Data Collection Was the Hardest Part
This is the part nobody warns you about with computer vision projects. The model is only as good as your training data, and getting good training data in a manufacturing environment is painful. We set up four industrial cameras (Basler ace 2 with 12MP sensors) at the inspection station and captured images for three weeks before training a single model. We needed images of every defect type under every lighting condition the factory experiences.
The challenge: defective parts are rare. Out of 8,000 parts per shift, maybe 40-60 have defects. That's less than 1%. So we had a massive class imbalance problem. We used a combination of data augmentation (rotation, flip, brightness variation) and synthetic defect generation to balance the dataset. We also worked with the quality team to intentionally introduce defects on scrap parts for photography. The final training set was 45,000 images: 25,000 good parts and 20,000 defective parts across 8 defect categories.
Model Architecture and Training
We started with YOLOv8 for defect detection and it worked surprisingly well for large, obvious defects like dents and deep scratches. But it struggled with subtle surface defects — hairline scratches and slight discoloration. We switched to a two-stage approach: a ResNet-50 classifier for overall good/bad classification, followed by a YOLOv8 detector that localizes the specific defect on flagged parts. This two-stage approach increased our detection rate from 91% to 99.2%.
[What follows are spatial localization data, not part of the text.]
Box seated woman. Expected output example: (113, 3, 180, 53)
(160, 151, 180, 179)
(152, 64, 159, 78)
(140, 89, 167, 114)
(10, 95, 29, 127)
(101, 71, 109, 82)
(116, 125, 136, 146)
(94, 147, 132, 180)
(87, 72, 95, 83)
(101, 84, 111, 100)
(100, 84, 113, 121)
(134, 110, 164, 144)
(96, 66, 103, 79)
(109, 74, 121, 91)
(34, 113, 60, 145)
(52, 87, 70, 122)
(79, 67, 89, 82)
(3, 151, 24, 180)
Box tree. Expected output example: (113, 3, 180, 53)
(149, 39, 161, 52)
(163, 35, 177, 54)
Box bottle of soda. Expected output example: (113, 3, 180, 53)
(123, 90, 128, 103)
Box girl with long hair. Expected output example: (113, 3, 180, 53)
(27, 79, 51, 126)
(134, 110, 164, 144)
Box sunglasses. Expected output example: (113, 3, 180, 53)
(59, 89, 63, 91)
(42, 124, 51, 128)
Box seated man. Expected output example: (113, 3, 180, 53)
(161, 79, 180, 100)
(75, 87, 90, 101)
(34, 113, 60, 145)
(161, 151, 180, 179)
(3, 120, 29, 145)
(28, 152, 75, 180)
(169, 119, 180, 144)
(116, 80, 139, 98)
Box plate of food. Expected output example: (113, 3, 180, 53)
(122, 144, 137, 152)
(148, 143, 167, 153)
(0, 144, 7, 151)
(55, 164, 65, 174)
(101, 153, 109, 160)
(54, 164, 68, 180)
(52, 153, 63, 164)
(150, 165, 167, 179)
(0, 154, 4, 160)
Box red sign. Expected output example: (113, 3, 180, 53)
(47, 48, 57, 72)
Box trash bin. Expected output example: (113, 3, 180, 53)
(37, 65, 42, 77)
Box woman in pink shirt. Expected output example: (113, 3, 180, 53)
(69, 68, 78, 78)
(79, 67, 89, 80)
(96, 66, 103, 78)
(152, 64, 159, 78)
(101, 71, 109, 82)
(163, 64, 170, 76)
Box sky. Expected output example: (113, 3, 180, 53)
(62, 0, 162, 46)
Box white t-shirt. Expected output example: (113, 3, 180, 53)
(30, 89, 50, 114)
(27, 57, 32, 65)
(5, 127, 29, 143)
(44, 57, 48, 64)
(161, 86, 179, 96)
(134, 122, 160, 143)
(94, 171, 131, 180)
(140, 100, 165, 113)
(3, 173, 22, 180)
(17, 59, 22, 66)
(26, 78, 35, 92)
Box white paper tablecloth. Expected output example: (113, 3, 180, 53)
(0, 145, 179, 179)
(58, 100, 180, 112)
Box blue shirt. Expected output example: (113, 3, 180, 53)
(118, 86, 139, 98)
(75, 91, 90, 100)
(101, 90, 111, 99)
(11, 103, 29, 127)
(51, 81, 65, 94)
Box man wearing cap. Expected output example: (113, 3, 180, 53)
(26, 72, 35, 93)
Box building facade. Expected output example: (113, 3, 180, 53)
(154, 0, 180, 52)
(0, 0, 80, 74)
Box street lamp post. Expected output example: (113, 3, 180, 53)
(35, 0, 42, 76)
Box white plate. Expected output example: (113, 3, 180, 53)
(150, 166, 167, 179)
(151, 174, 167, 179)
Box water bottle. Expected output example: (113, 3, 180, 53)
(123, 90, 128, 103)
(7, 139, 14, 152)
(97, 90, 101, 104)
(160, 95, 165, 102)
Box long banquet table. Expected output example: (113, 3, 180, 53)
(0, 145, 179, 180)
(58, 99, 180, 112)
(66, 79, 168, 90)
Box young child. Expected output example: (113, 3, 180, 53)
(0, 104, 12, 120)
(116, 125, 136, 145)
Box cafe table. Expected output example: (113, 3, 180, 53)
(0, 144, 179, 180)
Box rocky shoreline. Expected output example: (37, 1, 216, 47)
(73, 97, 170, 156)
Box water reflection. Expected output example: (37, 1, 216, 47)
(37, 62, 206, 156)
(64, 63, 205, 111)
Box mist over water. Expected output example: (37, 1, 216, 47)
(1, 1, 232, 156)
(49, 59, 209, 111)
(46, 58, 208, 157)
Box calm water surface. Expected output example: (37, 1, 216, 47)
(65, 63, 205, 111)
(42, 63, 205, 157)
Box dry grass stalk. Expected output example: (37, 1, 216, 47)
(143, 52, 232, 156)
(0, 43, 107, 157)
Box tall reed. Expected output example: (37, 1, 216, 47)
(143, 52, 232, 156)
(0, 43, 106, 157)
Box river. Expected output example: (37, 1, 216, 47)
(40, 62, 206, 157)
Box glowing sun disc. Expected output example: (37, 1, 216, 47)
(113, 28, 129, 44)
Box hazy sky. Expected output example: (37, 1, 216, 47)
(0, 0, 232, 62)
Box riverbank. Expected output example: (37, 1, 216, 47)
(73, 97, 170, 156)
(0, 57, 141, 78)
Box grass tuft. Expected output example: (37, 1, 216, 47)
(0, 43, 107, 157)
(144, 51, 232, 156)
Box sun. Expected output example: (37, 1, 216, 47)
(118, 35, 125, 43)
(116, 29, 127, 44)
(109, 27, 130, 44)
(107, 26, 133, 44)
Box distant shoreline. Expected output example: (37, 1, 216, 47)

Training was done on 2x NVIDIA A100 GPUs on AWS. Total training time: about 14 hours for the final model. We used PyTorch with the Ultralytics library for YOLO and torchvision for ResNet. Nothing exotic — the secret was in the data quality, not the model architecture.
Edge Deployment: The Real Engineering Challenge
The model needed to run on-site, on the factory floor, with no cloud dependency (the factory's internet is unreliable). We deployed on an NVIDIA Jetson AGX Orin, which gives us enough GPU power for real-time inference. We converted the PyTorch models to TensorRT for optimized inference — this brought processing time from 800ms per image down to 120ms, well within our 4.5-second cycle time.
The deployment environment is harsh: temperature swings, vibration from nearby machinery, dust. We learned that camera calibration drifts over time due to vibration, so we built an automated recalibration routine that runs during shift changes. Lighting consistency was another nightmare — we ended up installing dedicated LED panels with fixed color temperature and brightness, because the factory's overhead lights change throughout the day as the sun moves.
Results After 6 Months
Defect detection rate: 99.2% (up from 87% with human inspectors). False positive rate: 1.8% (parts flagged as defective that were actually fine). The false positives are reviewed by one human inspector, which is much more manageable than inspecting every part. Annual savings: roughly ₹1.8 crore in reduced warranty claims, plus ₹45 lakh in labor cost reduction. The system paid for itself in under five months.